Marginal Analysis

In the field of economics, marginal analysis entails examination of the final or next unit of cost or of consumption. It involves cost-benefit analysis of business decisions—that is, understanding whether a particular decision provides enough benefits to be worth the cost of that decision. To give a straightforward marginal analysis definition, it is a cost-benefit comparison between a given activity’s additional costs and its additional benefits. “Marginal” means that the cost-benefit being analyzed is that of the next unit or individual, such as the added cost and added benefit of hiring one more worker.

How is Marginal Analysis Used?

As with most economic concepts, when decision-makers use marginal analysis as a tool, their ultimate goal is typically to ensure maximized profits. Marginal analysis is an enormously useful management strategy. Firms and manufacturers use marginal analysis to understand the cost and benefits of growing their businesses, e.g. with increased levels of production or by expanding to offer a broader range of goods and services. Before making such a decision, it is important to ensure that the benefit will outweigh the cost and will thereby contribute to greater profits, rather than resulting in financial drain. Businesses can likewise decide between two possible investment opportunities, figuring out which will provide greater benefits than their associated costs.

Economists apply marginal analysis in the sub-field of microeconomics. It can allow them to understand the way in which complex systems are influenced as a result of marginally altering their variables. This can answer the important question of how seemingly minor decisions and shifts create significant, notable ripple effects within businesses and markets.

Marginal Analysis Example

Here’s one example that’s pretty easy to understand. Consider that it costs a great deal of money to fly a plane across the United States—for instance, from New York to California. When roughly 90 percent of the seats are full, though, the cost of carrying another passenger is negligible, and will also provide hundreds of dollars more to the airline company when the passenger purchases their ticket.

Therefore, because the marginal cost of carrying one more passenger is quite low when the plane is 90 percent full, it is a smart financial decision to sell a ticket to another passenger. Making sure that the plane is full will maximize the profits and most effectively outweigh the high cost of flying the plane from one coast to the other.

Marginal Benefit Compared to Marginal Cost

Marginal benefit is the amount of increase in the benefit provided to the consumer by using one more unit of a good/service. Meanwhile, marginal cost is the amount of increase in the cost paid by a firm to produce one more unit of a good/service.

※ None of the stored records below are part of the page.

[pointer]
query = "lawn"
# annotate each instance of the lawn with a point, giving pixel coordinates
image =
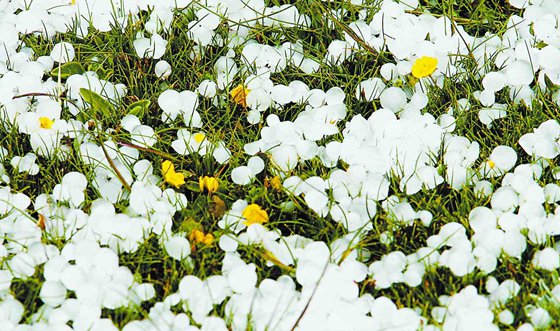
(279, 165)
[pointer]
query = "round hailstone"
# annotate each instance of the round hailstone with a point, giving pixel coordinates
(504, 158)
(370, 89)
(393, 99)
(549, 57)
(242, 175)
(177, 247)
(506, 317)
(242, 278)
(547, 259)
(519, 73)
(487, 98)
(63, 52)
(504, 199)
(72, 276)
(52, 293)
(482, 218)
(163, 69)
(256, 164)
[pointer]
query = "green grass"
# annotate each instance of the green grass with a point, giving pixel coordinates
(117, 59)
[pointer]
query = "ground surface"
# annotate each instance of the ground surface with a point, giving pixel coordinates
(261, 165)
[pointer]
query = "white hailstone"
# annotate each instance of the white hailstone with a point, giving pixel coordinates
(547, 259)
(52, 293)
(63, 52)
(514, 243)
(482, 218)
(526, 327)
(505, 199)
(461, 262)
(284, 157)
(393, 99)
(540, 318)
(162, 69)
(494, 81)
(242, 278)
(549, 57)
(171, 103)
(177, 247)
(501, 160)
(25, 164)
(483, 188)
(370, 89)
(256, 164)
(213, 323)
(519, 73)
(487, 98)
(242, 175)
(281, 94)
(207, 88)
(491, 284)
(22, 265)
(5, 280)
(552, 193)
(506, 317)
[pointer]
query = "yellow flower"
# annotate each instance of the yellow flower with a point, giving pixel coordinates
(208, 239)
(253, 213)
(198, 237)
(424, 66)
(46, 123)
(276, 183)
(211, 184)
(170, 176)
(199, 137)
(239, 95)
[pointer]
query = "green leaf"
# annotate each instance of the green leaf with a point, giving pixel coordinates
(68, 69)
(97, 102)
(138, 108)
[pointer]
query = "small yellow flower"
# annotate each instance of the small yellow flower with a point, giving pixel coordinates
(424, 66)
(211, 184)
(208, 239)
(198, 237)
(46, 123)
(170, 176)
(253, 213)
(274, 182)
(199, 137)
(239, 95)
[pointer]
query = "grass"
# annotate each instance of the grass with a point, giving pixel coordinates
(115, 57)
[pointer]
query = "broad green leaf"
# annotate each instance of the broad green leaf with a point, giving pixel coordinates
(138, 108)
(97, 102)
(68, 69)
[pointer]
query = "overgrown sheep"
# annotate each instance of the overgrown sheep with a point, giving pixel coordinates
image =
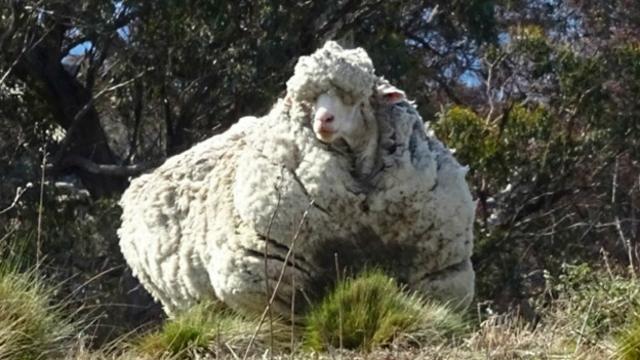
(299, 192)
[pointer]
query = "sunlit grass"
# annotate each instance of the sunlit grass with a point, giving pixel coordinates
(32, 326)
(372, 310)
(204, 329)
(629, 342)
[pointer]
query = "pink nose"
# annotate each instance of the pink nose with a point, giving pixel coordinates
(325, 117)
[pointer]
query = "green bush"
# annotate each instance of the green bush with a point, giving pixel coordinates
(372, 310)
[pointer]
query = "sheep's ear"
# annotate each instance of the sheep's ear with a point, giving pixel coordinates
(391, 94)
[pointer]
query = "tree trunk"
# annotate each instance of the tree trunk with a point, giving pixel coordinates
(66, 97)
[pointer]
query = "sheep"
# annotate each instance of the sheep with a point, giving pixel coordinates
(220, 219)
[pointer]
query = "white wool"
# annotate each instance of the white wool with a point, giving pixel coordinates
(197, 226)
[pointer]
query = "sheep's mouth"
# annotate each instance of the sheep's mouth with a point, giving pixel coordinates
(325, 135)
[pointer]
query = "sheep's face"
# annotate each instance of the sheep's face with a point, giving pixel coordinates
(336, 116)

Marginal benefits tend to decrease with increasing consumption by a consumer. For instance, if someone buys a sandwich, the marginal benefit of buying a second sandwich will be greater than the marginal benefit of then buying a third sandwich, because the consumer will become less hungry over time and will have less need for food. And in the case of economies of scale, marginal costs typically decrease as firms produce higher quantities of a particular good. At high quantities, companies can produce a good at a lower cost per unit. This increases their profits.